Fungal Glucuronoyl and Feruloyl Esterases for Wood Processing and Phenolic Acid Ester/Sugar Ester Synthesis
Conference poster, 2015
Feruloyl esterases (FAEs, E.C. 22.214.171.124, CAZy family CE1) and glucuronoyl esterases (GEs, E.C. 3.1.1.-, CAZy family CE15) are involved in the degradation of plant biomass by hydrolysing ester linkages in plant cell walls, and thus have potential use in biofuel production from lignocellulosic materials and in biorefinery applications with the aim of developing new wood-based compounds [1, 2]. GEs and FAEs are present in the genomes of a wide range of fungi and bacteria.
Under conditions of low water content, these enzymes can also carry out (trans)esterification reactions, making them promising biocatalysts for the modification of compounds with applications in the food, cosmetic and pharmaceutical industry. Compared to the chemical process, enzymatic synthesis can be carried out under lower process temperatures (50-60°C) and results in fewer side products, thus reducing the environmental impact.

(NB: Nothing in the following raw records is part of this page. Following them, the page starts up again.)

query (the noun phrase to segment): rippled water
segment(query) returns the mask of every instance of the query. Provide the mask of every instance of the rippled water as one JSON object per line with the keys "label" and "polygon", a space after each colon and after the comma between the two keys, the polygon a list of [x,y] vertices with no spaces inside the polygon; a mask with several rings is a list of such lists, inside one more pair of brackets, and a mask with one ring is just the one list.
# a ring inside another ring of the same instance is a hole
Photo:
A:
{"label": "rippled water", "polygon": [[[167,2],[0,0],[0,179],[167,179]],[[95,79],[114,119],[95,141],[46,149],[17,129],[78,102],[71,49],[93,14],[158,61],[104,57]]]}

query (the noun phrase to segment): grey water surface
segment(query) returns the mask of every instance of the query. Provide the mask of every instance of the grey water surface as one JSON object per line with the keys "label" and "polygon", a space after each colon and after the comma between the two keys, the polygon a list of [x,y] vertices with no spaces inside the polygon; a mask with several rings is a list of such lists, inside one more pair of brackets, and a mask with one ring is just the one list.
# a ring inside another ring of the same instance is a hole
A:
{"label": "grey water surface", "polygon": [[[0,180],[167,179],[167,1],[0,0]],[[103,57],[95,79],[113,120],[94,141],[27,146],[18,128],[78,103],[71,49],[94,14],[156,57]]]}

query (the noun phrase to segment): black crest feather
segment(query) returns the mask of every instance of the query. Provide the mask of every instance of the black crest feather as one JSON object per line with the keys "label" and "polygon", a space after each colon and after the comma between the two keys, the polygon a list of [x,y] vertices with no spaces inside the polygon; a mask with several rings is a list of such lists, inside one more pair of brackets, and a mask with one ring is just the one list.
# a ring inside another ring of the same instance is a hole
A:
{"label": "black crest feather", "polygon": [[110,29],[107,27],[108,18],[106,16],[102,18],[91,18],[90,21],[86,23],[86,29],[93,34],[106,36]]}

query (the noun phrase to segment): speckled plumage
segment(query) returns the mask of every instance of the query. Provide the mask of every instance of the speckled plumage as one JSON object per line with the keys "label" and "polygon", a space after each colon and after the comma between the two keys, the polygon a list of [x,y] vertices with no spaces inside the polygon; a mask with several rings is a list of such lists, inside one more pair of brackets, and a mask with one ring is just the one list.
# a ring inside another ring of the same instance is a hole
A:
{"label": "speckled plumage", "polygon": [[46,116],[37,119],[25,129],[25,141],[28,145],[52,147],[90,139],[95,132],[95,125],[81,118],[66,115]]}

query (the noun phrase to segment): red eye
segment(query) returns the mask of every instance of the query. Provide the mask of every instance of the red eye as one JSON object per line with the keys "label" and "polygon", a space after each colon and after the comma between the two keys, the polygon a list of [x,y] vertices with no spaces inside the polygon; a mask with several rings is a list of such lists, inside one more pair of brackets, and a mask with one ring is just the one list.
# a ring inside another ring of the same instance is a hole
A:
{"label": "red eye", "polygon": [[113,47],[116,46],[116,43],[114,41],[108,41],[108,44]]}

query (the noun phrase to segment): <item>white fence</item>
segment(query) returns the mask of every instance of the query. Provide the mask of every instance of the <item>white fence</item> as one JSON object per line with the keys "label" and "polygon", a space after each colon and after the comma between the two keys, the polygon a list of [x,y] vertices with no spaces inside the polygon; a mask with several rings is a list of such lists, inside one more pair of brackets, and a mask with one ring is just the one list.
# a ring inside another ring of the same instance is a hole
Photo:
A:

We characterized new FAE and GE enzymes from mesophilic, thermophilic and cold-tolerant filamentous fungi produced in Pichia pastoris. On one hand, we investigated their hydrolytic abilities on various model substrates for potential applications in deconstruction of lignocellulosic materials and extraction of valuable compounds. On the other hand, we tested and optimised the FAEs’ transesterification capabilities on ferulate esters in a 1-butanol-buffer system, with the aim of using the most promising candidates for the production of antioxidant compounds with improved hydrophobic or hydrophilic properties, such as prenyl ferulate, prenyl caffeate, glyceryl ferulate and 5-O-(trans-feruloyl)-arabinofuranose.